Se recostó sobre el asiento de cuero para intentar pensar en qué le estaban preparando afuera y nuevamente los dos timbrazos tan característicos de su propio “rinrraje” lo hicieron incorporarse en el asiento. Estaba nervioso. Pensó en llamar a algún patrullero de la zona para que se lleven al Rulo, pero sabía que eso era perder. Si él no jugaba las mismas reglas de los juegos de la siesta perdía. Miró el reloj buscando que sean las tres y una de la tarde, pero eran las tres menos cuarto. Quince minutos no iba a esperar. Quince minutos era de cobardes. Tenía que bajar a… ¡Otra vez los dos timbrazos! Listo. Se puso de pie y mientras salía del cuarto de seguridad vio por las pantallas que el Rulo seguía de pie junto a la puerta con las dos manos en las espaldas. Sintió que su espalda estaba húmeda. Bajó las escaleras, abrió el armario de la recepción y hurgó por detrás de la cajonera. Sacó un revólver que Escondido a sus espaldas, usando el cinturón como canana y cubriendolo con el saco.

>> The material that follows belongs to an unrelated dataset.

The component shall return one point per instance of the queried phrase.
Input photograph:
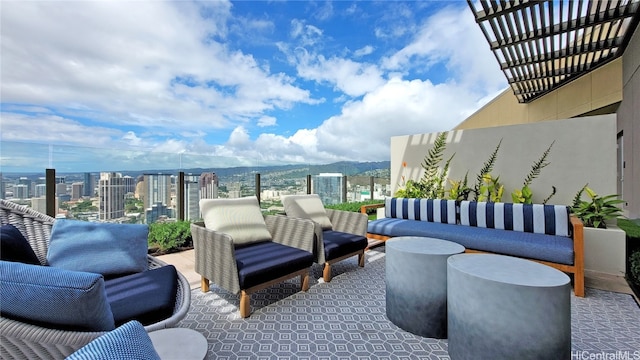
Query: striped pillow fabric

Una vez más los dos timbrazos largos. Gregorio esta vez no limpió el sudor de su frente. Estiró la mano hasta el picaporte y notó que sus homóplatos estaban duros como el mármol, giró la manija y abrió la puerta. El Rulo Haragón con sus manos en las espaldas lo miraba sonriente.
–¿Qué tal, Gregorio?
El abogado lo miraba por debajo de sus párpados, con la cara bañada de sudor, la espalda transpirada, los hombros tensos… No contestó. El Rulo sacó una de sus manos de la espalda y el abogado instintivamente llevó su mano derecha hacia atrás y empuño el revólver aún escondido a la vista del visitante. El Rulo dejó tendida en el aire la mano ofreciendo el saludo. El aire se podia cortar con un papel. El abogado aún con la mano detrás miró al Rulo a los ojos. Este lo miraba también sin ocultar una amable sonrisa. La espalda de Gregorio no daba más, sentía un dolor como un rayo que recorría desde su cintura hasta la nuca. Gregorio reconoció el coraje del Rulo, no sabía qué estaba intentando, pero era valiente. El Rulo sostenía aún en el aire su mano ofreciendo el saludo. Una brisa tibia aliviaba las vertientes saladas que drama la frente de Gregorio. Intentó sonreír para ponerse a la altura del Rulo pero su mueca fue lamentable y volvió a su boca apretada. Su mano derecha soltó la empuñadura del revólver. Gregorio lo miraba fijo al Rulo. Era evidente que el Rulo estaba tranquilo de verdad. O tenía un plan perfecto, o estaba loco. El abogado Adelanto su mano derecha y la apoyó contra el marco de la puerta. Miraba fijo al Rulo, y este a él. Al fin Gregorio se enderezó y le tendió la mano al Rulo. Justo en el momento en que practicamente estaba agarrando la mano al Rulo, este la zafó y la quitó. Gregorio sintió que lo fusilaban, sintió que once mil balazos y miles de misiles destruían su cuerpo, su casa, sintió que el cielo se tiñó de sangre, que la tarde era el infierno y buscó con la mirada la mano del Rulo. La vio subir, subir, subir hasta alcanzar la altura de la cabeza. Lo oyó decir algo, en ese momento no supo bien qué decía, pero Gregorio en un acto reflejo llevó su mano hacia atrás, sacó el revólver y, mientras el humo se inflaba como algodón, le vació el tambor en el pecho.

Desde la cárcel de máxima seguridad Gregorio no habla con nadie ni nadie habla con él. Pero cuando el drama es general el humor se ríe de la muerte. Muchos hacen chistes sobre la desgracia de Gregorio. Eso sí, nadie se anima a tirarle la mano para saludarlo y hacerle “oooosssooo”.